For the same reason, it’s best to avoid putting the camera directly on a table or on the ground. Always try to use a small tripod or a stand. If the ground is far enough from the lens, there will be no visible stitching errors.

Avoid Big Tripods

Tripods are great for traditional photography, but they do not work well for 360° for a simple reason: most of them have large bases, designed to hold a heavy DSLR camera. If you attach a Ricoh or a Gear 360 to that, the base will be visible in the photo and it will be huge. This is a problem similar to the “giant fingers” issue mentioned above.

What’s even worse, a lot of tripods have a handle under the base used to adjust the position and rotation of the camera. Those handles of course are visible in a 360° photo and they look just terrible, so avoid tripods that have them!

Instead of a tripod, it’s better to use a monopod or even a simple light stand – anything that has the smallest head possible.

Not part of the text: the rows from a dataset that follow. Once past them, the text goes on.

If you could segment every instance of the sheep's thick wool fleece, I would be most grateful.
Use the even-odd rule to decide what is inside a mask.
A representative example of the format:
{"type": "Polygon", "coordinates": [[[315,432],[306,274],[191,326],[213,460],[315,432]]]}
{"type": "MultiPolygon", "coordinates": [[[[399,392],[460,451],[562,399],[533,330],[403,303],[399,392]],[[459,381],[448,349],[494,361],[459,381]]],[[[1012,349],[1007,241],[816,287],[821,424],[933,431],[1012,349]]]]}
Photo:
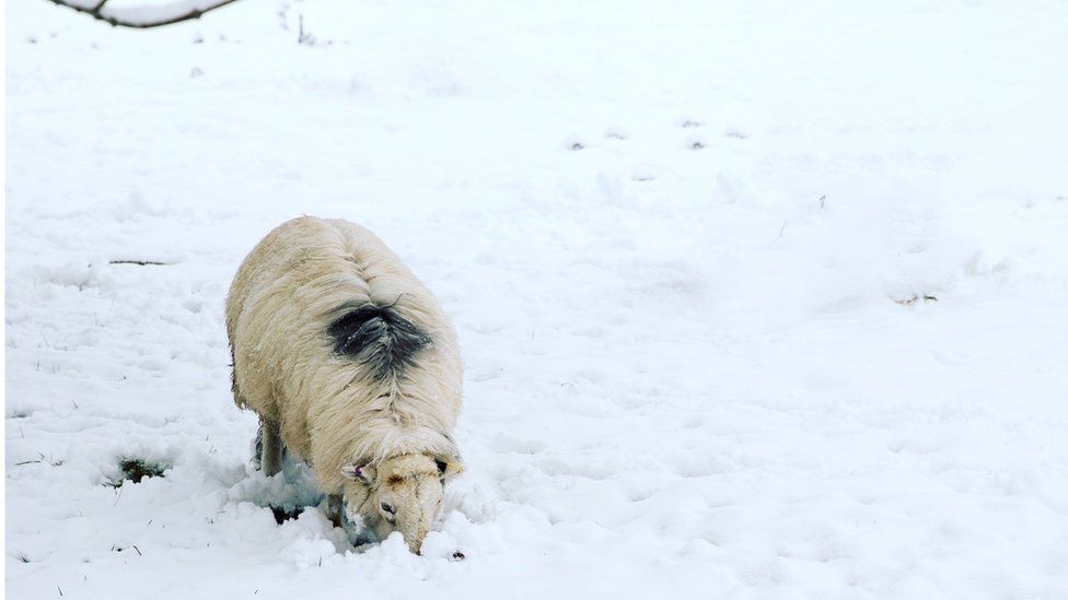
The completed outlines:
{"type": "Polygon", "coordinates": [[[227,298],[234,400],[279,427],[291,452],[339,493],[340,468],[391,456],[458,456],[463,365],[451,322],[429,290],[370,231],[294,219],[245,258],[227,298]],[[339,354],[328,330],[347,308],[390,307],[429,336],[387,377],[339,354]]]}

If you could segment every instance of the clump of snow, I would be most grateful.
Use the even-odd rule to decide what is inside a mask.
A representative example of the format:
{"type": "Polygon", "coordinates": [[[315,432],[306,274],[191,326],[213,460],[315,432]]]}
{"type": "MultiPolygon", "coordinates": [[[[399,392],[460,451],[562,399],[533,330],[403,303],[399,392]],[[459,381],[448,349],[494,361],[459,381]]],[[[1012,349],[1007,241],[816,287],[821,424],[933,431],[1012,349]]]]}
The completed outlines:
{"type": "Polygon", "coordinates": [[[1068,596],[1066,19],[12,3],[8,593],[1068,596]],[[421,556],[251,464],[223,301],[304,213],[458,330],[421,556]]]}

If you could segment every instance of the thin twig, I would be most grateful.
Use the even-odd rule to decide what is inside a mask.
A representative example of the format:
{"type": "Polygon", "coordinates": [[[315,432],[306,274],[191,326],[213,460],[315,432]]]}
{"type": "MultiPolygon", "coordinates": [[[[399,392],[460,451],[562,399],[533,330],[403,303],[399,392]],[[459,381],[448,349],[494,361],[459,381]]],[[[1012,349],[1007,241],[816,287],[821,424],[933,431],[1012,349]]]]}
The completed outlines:
{"type": "Polygon", "coordinates": [[[173,262],[161,262],[159,260],[108,260],[108,264],[174,264],[173,262]]]}
{"type": "Polygon", "coordinates": [[[161,21],[127,21],[120,16],[115,16],[112,14],[104,14],[104,4],[107,4],[108,0],[101,0],[95,7],[79,7],[78,4],[71,4],[66,0],[49,0],[54,4],[60,7],[67,7],[68,9],[76,10],[78,12],[83,12],[97,21],[103,21],[109,23],[116,27],[131,27],[135,30],[149,30],[152,27],[162,27],[163,25],[172,25],[174,23],[181,23],[183,21],[189,21],[193,19],[200,19],[200,15],[211,12],[216,9],[221,9],[227,4],[236,2],[237,0],[217,0],[214,4],[210,4],[202,9],[190,8],[188,12],[176,14],[174,16],[165,17],[161,21]]]}

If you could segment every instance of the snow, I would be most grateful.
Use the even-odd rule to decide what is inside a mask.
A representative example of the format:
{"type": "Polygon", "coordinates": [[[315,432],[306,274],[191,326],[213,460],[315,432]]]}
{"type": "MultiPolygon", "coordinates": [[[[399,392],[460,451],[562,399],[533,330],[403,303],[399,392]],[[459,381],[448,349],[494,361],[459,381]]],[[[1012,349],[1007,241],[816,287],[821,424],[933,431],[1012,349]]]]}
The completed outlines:
{"type": "Polygon", "coordinates": [[[1068,597],[1064,2],[5,8],[9,597],[1068,597]],[[460,333],[422,556],[249,466],[302,213],[460,333]]]}

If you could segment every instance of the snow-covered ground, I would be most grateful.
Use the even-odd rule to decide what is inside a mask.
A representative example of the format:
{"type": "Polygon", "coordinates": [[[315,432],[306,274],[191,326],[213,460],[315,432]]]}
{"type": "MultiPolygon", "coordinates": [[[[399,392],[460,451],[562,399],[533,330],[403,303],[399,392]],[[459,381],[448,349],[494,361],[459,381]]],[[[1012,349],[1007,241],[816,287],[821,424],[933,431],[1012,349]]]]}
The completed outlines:
{"type": "Polygon", "coordinates": [[[5,28],[10,598],[1068,597],[1065,2],[5,28]],[[422,556],[248,466],[223,299],[302,213],[460,332],[422,556]]]}

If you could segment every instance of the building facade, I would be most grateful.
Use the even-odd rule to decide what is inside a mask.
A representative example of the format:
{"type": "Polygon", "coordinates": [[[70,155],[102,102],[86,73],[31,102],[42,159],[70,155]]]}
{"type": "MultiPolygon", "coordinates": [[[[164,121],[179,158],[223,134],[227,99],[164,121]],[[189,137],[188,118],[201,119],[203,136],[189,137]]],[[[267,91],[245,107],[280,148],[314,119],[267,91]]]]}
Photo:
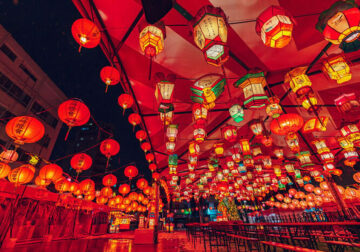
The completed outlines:
{"type": "Polygon", "coordinates": [[[32,60],[9,32],[0,25],[0,144],[11,148],[5,133],[6,123],[14,116],[29,115],[45,126],[45,135],[37,143],[18,149],[19,160],[34,153],[49,159],[62,122],[57,107],[66,100],[64,93],[32,60]]]}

We use a Neewer Light Stand which works well and is very inexpensive ($17 on Amazon).

Take less photos!

The final tip that is less technical and maybe a bit controversial  but we think it’s important.

We all love to travel, visit new places, go to galleries, concerts or just hang out with family and friends. Taking photos is a great way to save those good memories for later. However, with how easy it is to make digital photos these days, we take way too many of them! Instead of enjoying the moment, we are constantly holding our smartphones looking for the best shot. I’m guilty of that as any of you!

I think 360° photos can help us with that. One of the best features of 360° photos is how much context a single picture has. You can literally have a selfie, a food pic, a landmark photo and all your friends around you – all that in a single shot! So instead of snapping hundreds of regular photos, take just a few 360°s and it will be good enough. Use the extra time to relax and enjoy whatever you are doing!